Um templo de Harpócrates em Moçambique

Os “jihadistas” já nos revelaram o rosto, já nos falaram dos seus megaprojectos de terror e, no meio de tudo isso, parece-me que o Governo se esconde por detrás da cortina, em silêncio, como um actor que não conhece o seu papel mesmo tendo o guião da peça na mão.

O Governo de Moçambique estende uma manga da camisa na boca e faz um estrondo de silêncio aos jihadistas que raptam Cabo Delgado e espalham cápsulas de terror em todas aldeias e vilas. O silêncio cresce em todo país, e debaixo desse silêncio os ditos insurgentes içam no cocuruto da província o punho das suas bandeiras, realojam a população nas matas e obrigam-na a cultivar passos de fugas com a enxada dos pés.

Tanto horror em Cabo Delgado e o Governo estende mais a manga da camisa na boca e faz um estrondo de silêncio. Os jihadistas já nos revelaram o rosto, já nos falaram dos seus megaprojectos de terror e, no meio de tudo isso, parece-me que o Governo se esconde por detrás da cortina, em silêncio, como um actor que não conhece o seu papel mesmo tendo o guião da peça na mão.

As esquadras são invadidas e esvaziadas, os jovens das forças de defesa e segurança vêem as suas cadernetas militares convertidas pelos jihadistas em certidões de óbito que não chegam aos seus familiares — as famílias identificam os seus pelas cabeças nos vídeos que inundam as redes sociais. Os corpos dos jovens das forças de defesa e segurança nunca chegam aos seus familiares, viram troféus dos jihadistas conheço famílias, aqui em Maputo, que tiveram de fazer missas a retratos rodeados de velas porque não tiveram corpos, famílias que, de emboscada em emboscada dos jihadistas, perdem um pai, um filho, um irmão. E são jovens pobres que são entornados em Cabo Delgado e obedecem às regras dos seus superiores, que não estão em Cabo Delgado. 

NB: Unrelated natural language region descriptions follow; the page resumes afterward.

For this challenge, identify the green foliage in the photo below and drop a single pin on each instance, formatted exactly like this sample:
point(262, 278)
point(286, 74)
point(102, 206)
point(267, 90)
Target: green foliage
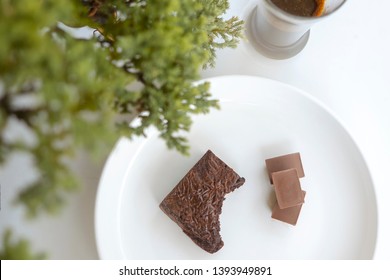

Há dias, 52 jovens foram executados em Cabo Delgado, duma só vez, por se recusarem a aliar-se aos jihadistas, e o Governo fez o mesmo exercício: estendeu uma manga da camisa na boca e fez um estrondo de silêncio que não se entende. Os jihadistas já arrancaram o carro da polícia, já usaram as armas do nosso exército, já vestiram o uniforme da nossa polícia e do exército, já recrutaram uma réstia de jovens nacionais desempregados para as suas fileiras, e nada disso arranca a manga da camisa da boca do nosso governo nem cala o estrondo de silêncio.

Não se fala do terror que se vive em Cabo Delgado, mas afasta-se a manga da boca para se discutir os subsídios de reintegração dos deputados; parece-me que não se pensa em “reintegrar” Cabo Delgado no nosso mapa com todos subsídios de sossego. Claro que os deputados são pagos uma “miséria”, mas não há pior miséria que esquecer uma província inteira, que se esconde nas matas com fardos de medo, uma província que pode não ser Moçambique, mas onde vivem moçambicanos.

Nenhuma gota sobre Cabo Delgado na dita Casa do Povo. E são as igrejas que abandonam as orações no altar para falar de Cabo Delgado, é a imprensa privada que afasta as publicidades para falar de Cabo Delgado. E o silêncio é regra em todo este horror. Em Cabo Delgado os ataques são afastados para baixo do tapete, ninguém fala dos ataques, nos cafés nenhum sinal de conversa sobre os ataques; e há quem cuja actividade é vigiar os que falam dos ataques. Os que estão no terreno sabem que os jihadistas mandam cartas antes de atacar e mesmo assim a manga não sai da boca; desde 2017 que o governo anda com a manga na boca e quando a tira, para falar de Cabo Delgado, desdramatiza tudo. E enquanto isso, os “jihadistas” exibem em vídeos, nas redes sociais, cabeças, pernas e troncos de jovens, abatidos como animais em matadouros. E a manga não sai nem para o governo se assoar nem para bichanar...

Membros das forças de defesa e segurança fogem de Cabo Delgado, fazem vídeos escoiceando a população, o Estado Islâmico abre a janela do seu Amaq para reivindicar os ataques em Cabo Delgado, e o governo nem por um instante tira a manga para reivindicar uma tosse qualquer que não é sua. O governo estende uma manga da camisa na boca e faz um estrondo de silêncio aos jihadistas e, no meio disso tudo, ergue-se um templo, em Moçambique, para Harpócrates, o deus do silêncio. E espero que o governo não tire a manga da boca,  de supetão, tarde depois de ter a voz saqueada pelos jihadistas.